- The payout makes the future class actions more likely, so corporations should get ready.
The settlement hearing in Dorajay Pty Ltd v Aristocrat Leisure Limited, also known as the Aristocrat class action, was held on 28 August. The proposed settlement was approved, resulting in the shareholders receiving $136 million, the end of five years of litigation and the largest shareholder class action payout in Australian history.
The Aristocrat Class Action was commenced in November 2003 and the hearing of stage 1 (liability and the damages claim of the lead plaintiff) by Justice Stone of the Federal Court of Australia concluded on 30 October 2007.
The class action was on behalf of all shareholders who acquired an interest in shares in Aristocrat Leisure Ltd ("Aristocrat") between 19 February 2002 and 27 May 2003 and who suffered loss as a result of Aristocrat allegedly overstating its profits and failing to disclose that it would not meet earnings forecasts.
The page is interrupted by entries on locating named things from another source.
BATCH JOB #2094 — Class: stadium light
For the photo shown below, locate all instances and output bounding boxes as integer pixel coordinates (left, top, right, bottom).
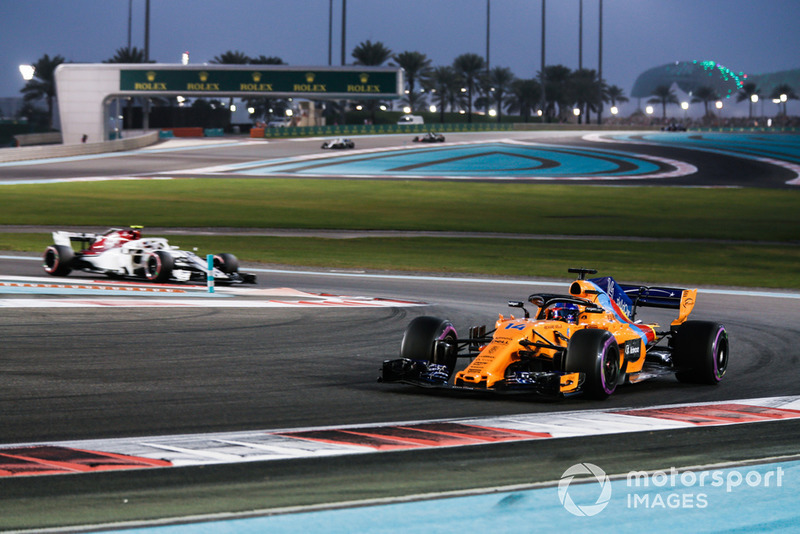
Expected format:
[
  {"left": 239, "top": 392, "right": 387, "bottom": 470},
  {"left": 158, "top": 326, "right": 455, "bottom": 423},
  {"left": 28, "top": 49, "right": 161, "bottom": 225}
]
[{"left": 19, "top": 65, "right": 36, "bottom": 82}]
The Aristocrat class action had originally been commenced only on behalf of shareholders who had agreed to instruct Maurice Blackburn but the class was subsequently "opened" to all shareholders.
The class action alleges contravention of the prohibitions on misleading and deceptive conduct in section 1041H of the Corporations Act 2001 (Cth), section 12DA of the Australian Securities and Investments Commission Act 2001 (Cth) and section 52 of the Trade Practices Act 1974 (Cth), and that Aristocrat failed to disclose material information to the market in a timely way in contravention of the continuous disclosure requirements in section 674 of the Corporations Act 2001 (Cth).
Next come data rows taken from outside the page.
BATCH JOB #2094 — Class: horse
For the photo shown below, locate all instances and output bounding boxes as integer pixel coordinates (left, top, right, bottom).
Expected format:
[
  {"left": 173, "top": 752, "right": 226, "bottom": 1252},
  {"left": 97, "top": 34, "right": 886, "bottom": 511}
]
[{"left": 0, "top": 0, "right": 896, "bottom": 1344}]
The details of the Aristocrat class action settlement that have been made public are:
- the group was comprised of 556 shareholders represented by Maurice Blackburn and with funding from an IMF (Australia) Ltd subsidiary (the Funded Group) and some 2300 shareholders who only came forward to participate in the settlement (the Unfunded Group).
- the Funded Group, which was likely to contain a high number of institutional investors, would share in a fund of $109 million.
- the Unfunded Group would share in a fund of $27 million.
- the recovery rate for group members in the Funded Group and Unfunded Group is designed to be the same.
- if group members claims do not result in the funds being completely utilised then any remaining monies in (a) the Unfunded Group fund are returned to Aristocrat; and (b) the Funded Group fund are shared by the Funded Group.
- the lawyers who ran the proceedings would receive $8.5 million for their fees and disbursements.
- IMF expects to receive about $37 million from the settlement proceeds.
During the course of the hearing Maurice Blackburn, had estimated a total damages bill as high as $396 million, IMF had estimated a maximum claim of $240 million while Aristocrat had estimated the damages as being between $10 million and $20 million. The reason for that large discrepancy which one would expect to have been taken into account in agreeing the final settlement was uncertainty over causation and the calculation of damages. If the applicant's preferred approach to causation and damages had been accepted by the Court then a larger judgment would have followed.
Aristocrat announced to the market in May that it would fund $40 million of the settlement with the remainder presumably being covered by insurance.
Prior to Aristocrat the largest shareholder class action payout in Australia was in King v GIO where the settlement was $97 million for a final group of 23,099 claimants and the plaintiffs' lawyers received fees of about $17 million (including a 25% uplift of their hourly fee and disbursements).
The Aristocrat class action settlement will:
- fortify plaintiffs' lawyers and litigation funders who can point to the Aristocrat class action as proof that they can deliver substantial payouts to shareholders. After the Telstra class action settlement where a $300m claim was settled for $5m the credibility of some class action promoters had taken a battering.
- encourage shareholders, particularly institutional shareholders, to be part of shareholder class actions as a payout is likely.
- raises for consideration whether the class action exerts undue pressure on a respondent to settle because they face a large but uncertain liability that may linger for a number of years.
- reinforce the need for corporations to revisit their compliance plans for continuous disclosure in an effort to prevent a contravention.
- cause corporations to revisit their insurance arrangements to ensure they have adequate coverage.
- raises the issue of the respective roles of the Australian Securities and Investments Commission and private litigation in relation to enforcement of continuous disclosure requirements and prohibitions on misleading and deceptive conduct.
The main legal issue in the proceedings was causation and whether indirect or third party reliance (also referred to as fraud on the market) would be sufficient to satisfy the statutory causes of action. The settlement means that this important legal issue will await determination in a later class action. It should also be noted that a statutory version of fraud on the market was raised in CAMAC's September 2007 discussion paper. CAMAC has not issued any recommendations to date.
The content of this article is intended to provide a general guide to the subject matter. Specialist advice should be sought about your specific circumstances.